Subito, deram-se conta que poderiam restaurar as virtudes e pela primeira vez conceder o título de Patrimônio Mundial da Humildade, posto que um homem verdadeiramente humilde ainda existia . E a  unanimidade, novamente se configurou adstrita a nosso amigo Legal.

 

Pela primeira vez no mundo se atribuiria a um cidadão, diga-se brasileiro, paraibano, campinense, morador do Monte Santo, o titulo de Patrimonio Mundial da Humildade e da Generosidade.

 

Pessoas chegavam de todos rincões, vinham fazer promessas e depositar ex-votos em sua casinha simples na subida do Monte Santo. Pediam para que uma protesse restaurasse seus movimentos e lhe permitisse voltar a trabalhar, como sempre fizera.

 

Legal apenas sorria, generosamente.

 

Chefes de Estado, sabedores da comenda pediam audiência. Rechaçada de pronto, terminantemente. Legal só queria ao seu lado os humildes e generosos.

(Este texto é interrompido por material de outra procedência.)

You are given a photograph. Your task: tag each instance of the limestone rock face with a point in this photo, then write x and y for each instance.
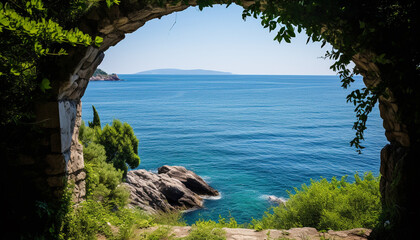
(164, 192)
(191, 180)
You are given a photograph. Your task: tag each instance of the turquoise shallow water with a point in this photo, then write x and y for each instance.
(248, 136)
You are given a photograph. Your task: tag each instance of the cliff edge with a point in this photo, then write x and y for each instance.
(172, 188)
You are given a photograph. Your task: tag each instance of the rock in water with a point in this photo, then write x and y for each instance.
(191, 180)
(173, 188)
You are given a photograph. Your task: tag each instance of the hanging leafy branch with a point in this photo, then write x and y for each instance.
(30, 31)
(347, 27)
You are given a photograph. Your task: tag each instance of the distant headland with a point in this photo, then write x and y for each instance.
(174, 71)
(100, 75)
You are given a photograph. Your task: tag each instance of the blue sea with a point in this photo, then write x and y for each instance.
(248, 136)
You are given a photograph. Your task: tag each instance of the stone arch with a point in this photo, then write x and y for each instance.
(73, 73)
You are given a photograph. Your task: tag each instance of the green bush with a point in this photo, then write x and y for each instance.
(337, 205)
(206, 230)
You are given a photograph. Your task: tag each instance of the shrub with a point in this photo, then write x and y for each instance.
(206, 230)
(337, 205)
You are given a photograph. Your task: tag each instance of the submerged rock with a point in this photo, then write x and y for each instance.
(172, 188)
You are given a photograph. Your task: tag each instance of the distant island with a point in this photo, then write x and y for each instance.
(173, 71)
(100, 75)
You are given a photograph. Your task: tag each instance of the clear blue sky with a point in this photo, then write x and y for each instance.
(216, 38)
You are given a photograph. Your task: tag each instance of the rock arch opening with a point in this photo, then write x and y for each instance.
(61, 114)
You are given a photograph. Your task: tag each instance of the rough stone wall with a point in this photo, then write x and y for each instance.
(112, 24)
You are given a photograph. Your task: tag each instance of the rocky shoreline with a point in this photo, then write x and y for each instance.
(172, 188)
(103, 77)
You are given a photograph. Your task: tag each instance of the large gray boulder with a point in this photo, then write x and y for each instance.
(172, 188)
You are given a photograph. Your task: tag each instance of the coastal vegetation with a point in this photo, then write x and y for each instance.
(36, 33)
(324, 205)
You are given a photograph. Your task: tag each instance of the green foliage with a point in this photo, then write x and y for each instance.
(91, 218)
(104, 212)
(31, 32)
(118, 140)
(173, 218)
(206, 230)
(121, 145)
(161, 233)
(96, 121)
(337, 205)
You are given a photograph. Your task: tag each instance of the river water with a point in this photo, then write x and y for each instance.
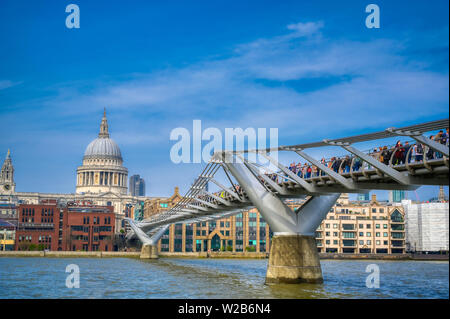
(214, 278)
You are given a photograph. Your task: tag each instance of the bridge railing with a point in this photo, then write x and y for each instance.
(385, 168)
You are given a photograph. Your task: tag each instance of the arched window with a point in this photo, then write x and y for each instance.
(396, 216)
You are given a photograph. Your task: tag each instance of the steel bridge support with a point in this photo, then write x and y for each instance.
(293, 253)
(149, 243)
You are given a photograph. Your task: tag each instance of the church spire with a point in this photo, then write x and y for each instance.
(104, 126)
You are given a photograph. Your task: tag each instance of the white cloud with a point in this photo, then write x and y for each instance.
(272, 82)
(305, 29)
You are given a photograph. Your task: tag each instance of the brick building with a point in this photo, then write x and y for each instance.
(350, 227)
(36, 226)
(65, 226)
(89, 227)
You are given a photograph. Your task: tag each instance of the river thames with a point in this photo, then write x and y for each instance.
(214, 278)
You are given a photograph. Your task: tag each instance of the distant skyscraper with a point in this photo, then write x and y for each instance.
(363, 197)
(137, 186)
(396, 196)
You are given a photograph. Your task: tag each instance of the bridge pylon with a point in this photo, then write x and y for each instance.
(293, 254)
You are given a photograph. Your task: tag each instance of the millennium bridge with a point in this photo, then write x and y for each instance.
(293, 254)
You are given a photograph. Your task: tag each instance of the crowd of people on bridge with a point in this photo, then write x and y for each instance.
(398, 154)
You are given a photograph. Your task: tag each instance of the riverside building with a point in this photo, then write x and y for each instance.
(102, 179)
(350, 227)
(75, 226)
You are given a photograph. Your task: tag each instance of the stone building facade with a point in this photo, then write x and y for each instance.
(101, 179)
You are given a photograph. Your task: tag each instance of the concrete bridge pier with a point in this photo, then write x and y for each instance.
(293, 254)
(149, 252)
(293, 259)
(149, 241)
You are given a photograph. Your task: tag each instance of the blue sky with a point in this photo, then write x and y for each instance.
(311, 69)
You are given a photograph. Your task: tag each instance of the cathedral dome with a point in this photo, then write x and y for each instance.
(103, 146)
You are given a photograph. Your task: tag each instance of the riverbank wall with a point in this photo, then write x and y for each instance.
(235, 255)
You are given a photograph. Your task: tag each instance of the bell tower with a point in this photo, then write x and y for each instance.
(7, 185)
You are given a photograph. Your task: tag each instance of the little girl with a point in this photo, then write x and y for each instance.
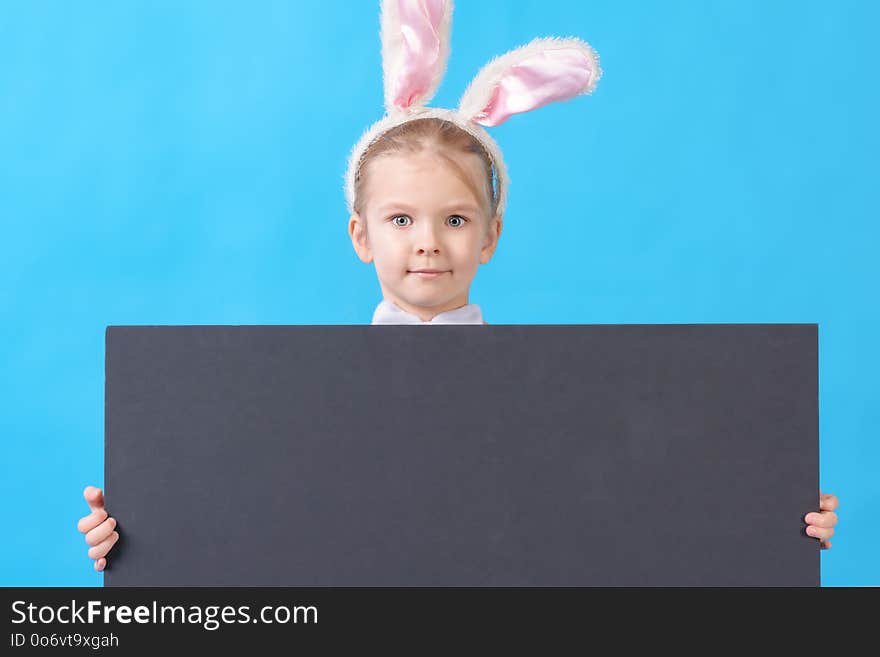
(426, 187)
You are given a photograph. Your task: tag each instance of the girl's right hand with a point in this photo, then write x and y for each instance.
(99, 528)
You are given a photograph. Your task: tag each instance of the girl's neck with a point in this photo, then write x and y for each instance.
(426, 314)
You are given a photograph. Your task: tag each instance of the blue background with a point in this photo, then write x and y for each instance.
(182, 163)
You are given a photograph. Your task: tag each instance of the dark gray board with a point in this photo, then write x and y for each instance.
(458, 455)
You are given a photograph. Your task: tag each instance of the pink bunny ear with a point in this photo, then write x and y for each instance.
(415, 48)
(543, 71)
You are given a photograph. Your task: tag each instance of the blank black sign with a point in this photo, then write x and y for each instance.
(459, 455)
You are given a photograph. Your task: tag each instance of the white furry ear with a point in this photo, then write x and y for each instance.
(415, 48)
(543, 71)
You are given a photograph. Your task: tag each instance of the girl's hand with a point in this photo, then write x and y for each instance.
(821, 525)
(98, 527)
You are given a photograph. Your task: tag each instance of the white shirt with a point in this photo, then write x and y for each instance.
(388, 312)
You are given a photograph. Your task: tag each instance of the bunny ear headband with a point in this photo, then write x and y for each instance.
(415, 47)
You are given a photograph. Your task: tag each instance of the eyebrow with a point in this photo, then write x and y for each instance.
(464, 205)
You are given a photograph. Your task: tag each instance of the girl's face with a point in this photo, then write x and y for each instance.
(421, 215)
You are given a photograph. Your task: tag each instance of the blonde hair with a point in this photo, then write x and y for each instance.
(442, 137)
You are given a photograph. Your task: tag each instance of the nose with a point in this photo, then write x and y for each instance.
(426, 239)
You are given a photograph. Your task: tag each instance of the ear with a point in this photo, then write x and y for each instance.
(491, 241)
(357, 230)
(415, 48)
(545, 70)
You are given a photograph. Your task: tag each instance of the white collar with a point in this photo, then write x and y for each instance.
(388, 312)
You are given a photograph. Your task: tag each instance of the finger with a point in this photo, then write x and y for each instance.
(101, 532)
(828, 502)
(89, 522)
(820, 532)
(102, 548)
(821, 519)
(94, 497)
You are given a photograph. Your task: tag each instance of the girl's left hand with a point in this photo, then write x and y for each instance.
(821, 525)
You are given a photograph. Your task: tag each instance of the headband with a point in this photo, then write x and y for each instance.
(415, 48)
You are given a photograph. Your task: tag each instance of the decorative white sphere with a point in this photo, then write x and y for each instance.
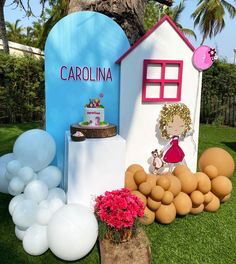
(13, 167)
(35, 148)
(55, 204)
(16, 186)
(9, 176)
(35, 241)
(20, 233)
(43, 215)
(36, 190)
(4, 182)
(51, 175)
(24, 214)
(26, 174)
(14, 202)
(72, 232)
(57, 193)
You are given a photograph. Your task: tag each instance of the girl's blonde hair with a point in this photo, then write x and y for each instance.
(167, 115)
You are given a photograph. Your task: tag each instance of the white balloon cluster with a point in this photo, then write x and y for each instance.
(38, 209)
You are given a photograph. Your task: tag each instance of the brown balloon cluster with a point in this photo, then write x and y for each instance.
(179, 193)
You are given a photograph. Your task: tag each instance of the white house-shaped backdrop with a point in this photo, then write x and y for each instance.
(157, 69)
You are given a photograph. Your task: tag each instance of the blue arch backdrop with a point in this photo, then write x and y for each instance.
(80, 55)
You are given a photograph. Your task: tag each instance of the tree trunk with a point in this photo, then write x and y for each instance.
(129, 14)
(3, 34)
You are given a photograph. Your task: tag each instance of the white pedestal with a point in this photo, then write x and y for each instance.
(93, 167)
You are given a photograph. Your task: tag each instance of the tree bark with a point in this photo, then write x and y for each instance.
(3, 33)
(129, 14)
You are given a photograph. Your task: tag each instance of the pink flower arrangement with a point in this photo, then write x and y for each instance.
(119, 209)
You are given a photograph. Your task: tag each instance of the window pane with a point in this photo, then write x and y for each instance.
(153, 90)
(170, 90)
(154, 71)
(172, 71)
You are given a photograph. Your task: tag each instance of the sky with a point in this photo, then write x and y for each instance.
(224, 42)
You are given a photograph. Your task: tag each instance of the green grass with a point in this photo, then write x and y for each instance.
(205, 238)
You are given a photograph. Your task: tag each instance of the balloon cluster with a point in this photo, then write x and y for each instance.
(38, 210)
(181, 192)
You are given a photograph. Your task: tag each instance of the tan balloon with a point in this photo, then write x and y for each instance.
(152, 204)
(208, 197)
(164, 182)
(157, 193)
(203, 182)
(175, 185)
(167, 198)
(219, 158)
(188, 182)
(221, 186)
(197, 198)
(140, 176)
(166, 214)
(214, 205)
(135, 167)
(197, 210)
(180, 169)
(211, 171)
(148, 218)
(140, 196)
(183, 203)
(145, 188)
(129, 181)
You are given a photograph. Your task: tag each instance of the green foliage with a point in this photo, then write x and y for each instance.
(218, 94)
(21, 89)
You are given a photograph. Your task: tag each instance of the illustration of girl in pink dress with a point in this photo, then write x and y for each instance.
(174, 123)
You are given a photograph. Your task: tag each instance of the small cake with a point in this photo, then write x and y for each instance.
(94, 113)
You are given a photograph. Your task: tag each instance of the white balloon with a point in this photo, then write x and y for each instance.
(57, 193)
(26, 174)
(25, 213)
(14, 202)
(72, 232)
(9, 176)
(55, 204)
(13, 167)
(43, 215)
(35, 148)
(36, 190)
(20, 233)
(51, 175)
(35, 241)
(16, 186)
(3, 163)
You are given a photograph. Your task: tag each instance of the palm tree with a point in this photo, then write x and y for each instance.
(155, 12)
(129, 14)
(210, 14)
(14, 31)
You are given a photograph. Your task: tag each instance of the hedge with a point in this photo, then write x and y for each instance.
(21, 89)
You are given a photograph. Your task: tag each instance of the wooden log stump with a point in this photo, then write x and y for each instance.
(94, 132)
(135, 251)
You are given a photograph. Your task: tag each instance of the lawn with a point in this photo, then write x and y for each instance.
(205, 238)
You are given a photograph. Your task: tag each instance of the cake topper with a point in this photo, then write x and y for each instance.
(157, 162)
(174, 123)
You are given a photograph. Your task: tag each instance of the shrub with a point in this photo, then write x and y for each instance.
(21, 89)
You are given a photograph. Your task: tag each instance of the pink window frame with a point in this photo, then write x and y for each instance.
(162, 81)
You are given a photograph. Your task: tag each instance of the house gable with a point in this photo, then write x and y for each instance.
(148, 33)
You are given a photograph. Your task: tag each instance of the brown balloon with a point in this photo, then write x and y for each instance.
(166, 214)
(219, 158)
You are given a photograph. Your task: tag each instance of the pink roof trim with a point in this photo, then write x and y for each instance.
(165, 18)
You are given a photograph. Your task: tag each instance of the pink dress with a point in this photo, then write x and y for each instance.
(174, 154)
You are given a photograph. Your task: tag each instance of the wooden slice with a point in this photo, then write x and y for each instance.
(94, 132)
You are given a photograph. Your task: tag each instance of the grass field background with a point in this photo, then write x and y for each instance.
(205, 238)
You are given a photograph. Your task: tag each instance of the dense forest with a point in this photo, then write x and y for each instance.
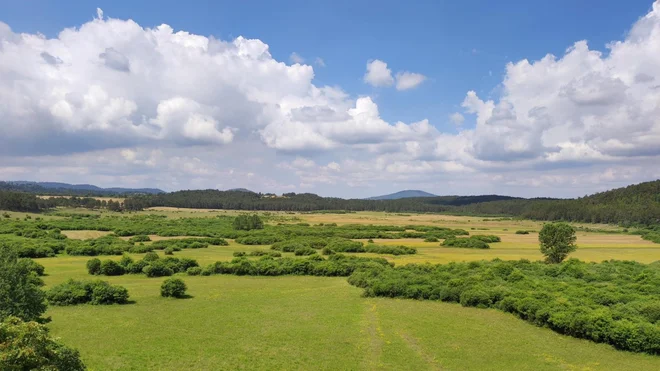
(633, 205)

O povo com qual sempre convivera.

 

Legal, no entanto, fizera uma concessão.

 

Em 2017, quando de sua vinda ao Brasil, o Papa Francisco antecipou que seu primeiro compromisso será se aconselhar com nosso amigo Legal para abençoar seus ritos de convivencia, sua generosidade e renovar seu aprendizado papal sobre a prática da humildade.

 

Fiel a sua generosidade, Legal confabularará com Francisco.

 

Caros confrades, é  que temos a dizer. O resto é palha, como nos ensinou Biu do Violão.

 

Nosso amigo Legal é único e inigualável.

 

Figura no rol dos bens culturais e naturais contemplados com o título de Patrimonio da Humanidade, como o único ser humano, como único cidadão do mundo, portador da comenda de Patrimonio Cultural da Humildade.